So, you’ve heard of Twitter but you have yet to take the dive into the Twitosphere. Or, you created an account, but still feel like a newbie. Before I scare you away with how to create your account, best practices, and must-know lingo, here are some reasons why it’s worth investing some time to get to know the platform.
Why use Twitter at all?
You may feel like the amount of time you need to commit to establish a Following or even figure out what you’re doing isn’t worth the return on investment (ROI). It can be frustrating learning a completely new technology, but the numbers are clear. Millions upon millions of people in the world are using social media, and not just Facebook. Twitter hit 500 million users in February of this year. Nonprofits can use these tools to advance their missions:
- Build your brand: create your own unique voice, develop a personality, strategy, and story for your nonprofit, and then be able to share that with current and potential supporters.
- Be included in the conversation: Twitter gives its users their own personalized news stream. You can stay up-to-date on the latest happenings within the scope of your mission. Speak about your opinions, events, and news, and share it with others.

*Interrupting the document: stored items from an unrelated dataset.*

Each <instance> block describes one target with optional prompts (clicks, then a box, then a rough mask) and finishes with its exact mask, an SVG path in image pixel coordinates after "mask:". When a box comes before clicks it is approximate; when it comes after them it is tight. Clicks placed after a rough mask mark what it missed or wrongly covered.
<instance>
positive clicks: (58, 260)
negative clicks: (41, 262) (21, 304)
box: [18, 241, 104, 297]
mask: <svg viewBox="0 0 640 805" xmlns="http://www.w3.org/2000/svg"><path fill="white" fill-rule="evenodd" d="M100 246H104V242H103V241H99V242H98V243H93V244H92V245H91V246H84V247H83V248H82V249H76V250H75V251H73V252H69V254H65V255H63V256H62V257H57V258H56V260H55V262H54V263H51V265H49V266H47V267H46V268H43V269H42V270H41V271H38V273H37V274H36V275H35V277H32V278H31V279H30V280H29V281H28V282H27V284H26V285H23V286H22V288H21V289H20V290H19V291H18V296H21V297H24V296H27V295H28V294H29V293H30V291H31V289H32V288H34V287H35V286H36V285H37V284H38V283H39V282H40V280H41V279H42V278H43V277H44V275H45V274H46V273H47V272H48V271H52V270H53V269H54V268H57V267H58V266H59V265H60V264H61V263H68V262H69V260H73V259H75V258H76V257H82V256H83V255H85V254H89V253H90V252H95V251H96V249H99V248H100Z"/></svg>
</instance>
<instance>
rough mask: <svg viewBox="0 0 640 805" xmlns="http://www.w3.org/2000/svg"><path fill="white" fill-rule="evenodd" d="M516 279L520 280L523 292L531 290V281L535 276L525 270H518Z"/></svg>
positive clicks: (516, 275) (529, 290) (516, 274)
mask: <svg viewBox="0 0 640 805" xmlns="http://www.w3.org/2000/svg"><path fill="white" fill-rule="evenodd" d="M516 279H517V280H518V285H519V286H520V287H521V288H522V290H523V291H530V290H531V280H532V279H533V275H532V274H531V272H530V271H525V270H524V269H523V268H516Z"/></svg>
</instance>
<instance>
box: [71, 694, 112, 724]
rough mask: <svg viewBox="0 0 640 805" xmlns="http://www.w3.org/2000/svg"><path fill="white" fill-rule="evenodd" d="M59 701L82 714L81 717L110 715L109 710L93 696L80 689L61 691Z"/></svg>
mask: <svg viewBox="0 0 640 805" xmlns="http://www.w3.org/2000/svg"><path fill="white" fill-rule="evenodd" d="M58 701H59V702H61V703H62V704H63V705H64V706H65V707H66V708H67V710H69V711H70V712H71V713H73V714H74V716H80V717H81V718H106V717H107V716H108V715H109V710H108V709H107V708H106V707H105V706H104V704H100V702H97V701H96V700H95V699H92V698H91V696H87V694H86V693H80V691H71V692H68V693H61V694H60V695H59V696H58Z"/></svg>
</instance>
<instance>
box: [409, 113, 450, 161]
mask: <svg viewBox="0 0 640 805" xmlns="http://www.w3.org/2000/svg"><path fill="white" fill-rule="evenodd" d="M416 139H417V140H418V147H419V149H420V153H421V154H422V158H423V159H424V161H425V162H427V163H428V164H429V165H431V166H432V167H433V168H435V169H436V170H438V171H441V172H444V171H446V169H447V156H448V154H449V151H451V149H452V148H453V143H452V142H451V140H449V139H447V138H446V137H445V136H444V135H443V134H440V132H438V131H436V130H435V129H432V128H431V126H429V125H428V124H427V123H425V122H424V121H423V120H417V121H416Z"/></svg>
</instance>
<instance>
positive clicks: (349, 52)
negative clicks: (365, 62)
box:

- Increase search engine optimization: Once you have established a following and others begin to share your content, your website will be more likely to appear in search engine results on sites like Google and Bing.
- Connect directly with supporters: You can reach out to specific supporters, recognize them individually by Tweeting to them, thanking them for support. This builds stronger relationships.
- Fundraise: After you’ve familiarized yourself with social media, you can start using these tools to fundraise. You have the opportunity to reach a new audience and turn social activity into positive change for your mission. Enable your supporters as donors.
What is Unique About Twitter?
Twitter is bidirectional. Unlike Facebook, anyone can view your Tweets even if they aren’t Following you (if your profile is public). Also, you can Follow someone but that doesn’t mean they Follow you. Because of this, you have to make sure that you’re providing something to your Twitter audience, such as consistent news updates, exclusive information, and valuable resources including videos, images, and articles.
Twitter is a real-time platform, which provides a fast flow of information. This can be advantageous for events, advocacy campaigns and PR for your cause to help spread the word and quickly gain support. It’s a great place to bring together supporters, creating a temporary community, around one of these events using a hashtag.